Probabilistic Modelling (Master’s Program: Urban Supercomputing) (as a part of Discrete and Probabilistic Models)
Entry requirements: basic knowledge in field of probability theory and mathematical statistics
Language of the course: English
- to improve backgrounds in probability theory
- to develop skills in probabilistic modelling and statistic assessment
- Probabilistic models for random variables. Univariate random variable. (CDF and PDF. Probability distribution parameters estimation. Probabilistic interval. Confidence interval)
- Probabilistic models for random variables. Multivariate random variable. (Regression and correlation analysis. Principal component analysis. Multidimentional interval estimates)

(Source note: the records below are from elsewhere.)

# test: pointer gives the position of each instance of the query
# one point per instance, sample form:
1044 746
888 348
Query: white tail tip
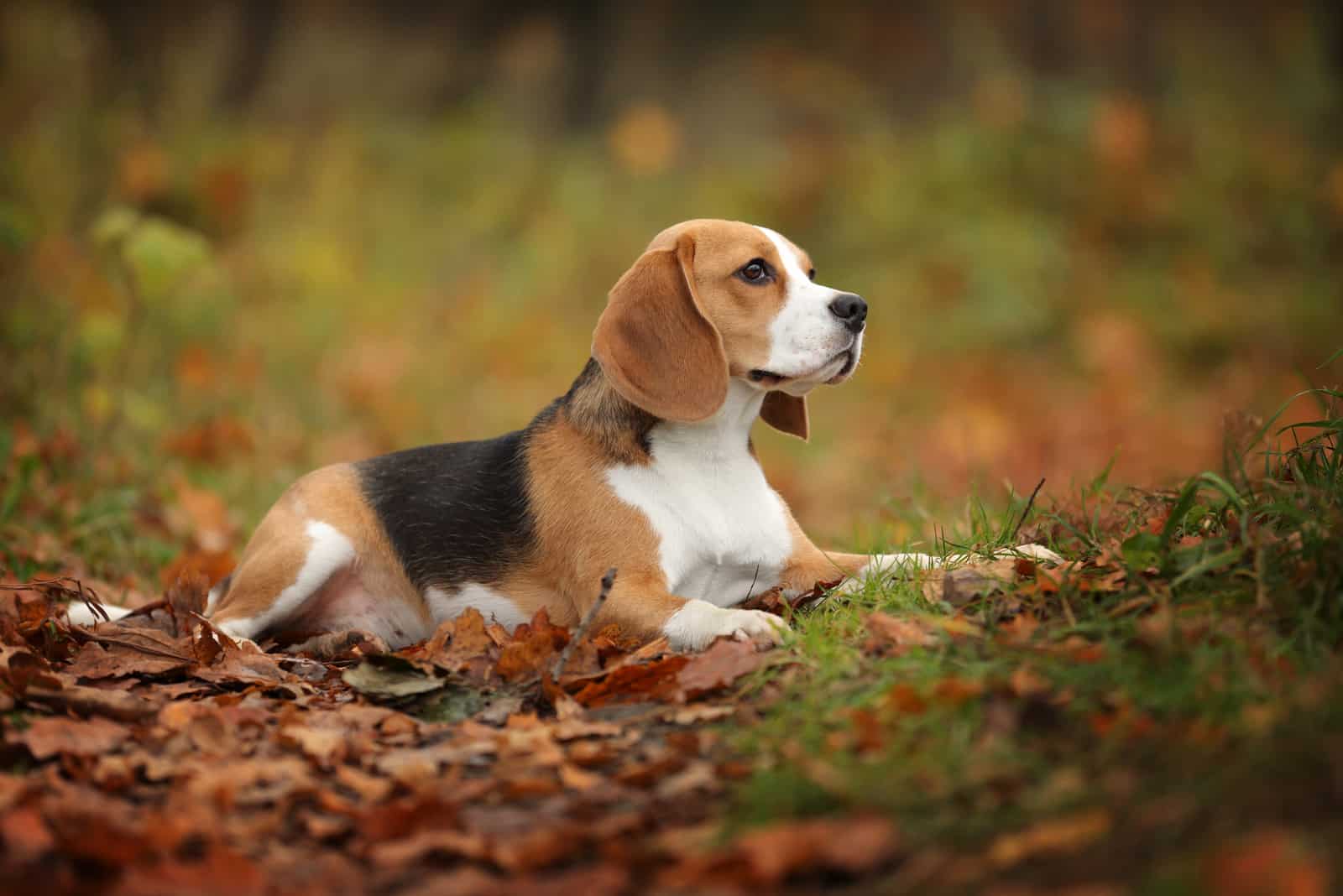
81 615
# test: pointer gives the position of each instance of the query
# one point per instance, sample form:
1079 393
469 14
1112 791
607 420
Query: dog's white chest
723 531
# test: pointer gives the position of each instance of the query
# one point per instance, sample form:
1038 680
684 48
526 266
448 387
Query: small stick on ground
1031 502
581 632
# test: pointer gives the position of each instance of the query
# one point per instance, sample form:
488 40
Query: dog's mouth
772 380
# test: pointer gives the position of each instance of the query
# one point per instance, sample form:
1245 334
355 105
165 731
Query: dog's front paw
696 624
1034 551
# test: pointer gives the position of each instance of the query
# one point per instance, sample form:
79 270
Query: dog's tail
84 615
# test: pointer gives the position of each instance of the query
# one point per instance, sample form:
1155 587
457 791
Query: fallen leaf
46 738
890 633
1053 836
725 662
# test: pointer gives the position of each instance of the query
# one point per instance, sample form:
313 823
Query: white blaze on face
807 340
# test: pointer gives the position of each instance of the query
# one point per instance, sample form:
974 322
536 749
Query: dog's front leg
641 604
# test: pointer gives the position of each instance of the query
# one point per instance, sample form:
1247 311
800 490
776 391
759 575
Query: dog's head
713 300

- Probabilistic models for stochastic processes. Univariate stochastic process. Multivariate stochastic process. (Temporal stochastic process and random fields. Gaussian stochastic processes. Stationarity and non-stationarity. Ergodic processes. Markov processes. Dynamic system model. Regression models for stochastic processes. Correlation analysis of stochastic processes. ARMA model. Spectrum analysis)
Lectures, seminars, practical classes.
Grading: 30% participation in class discussions and/or individual presentation on a topic of interest, 60% results of practical tasks; 10% results of tests.
Additional opportunity to improve scores during the exam.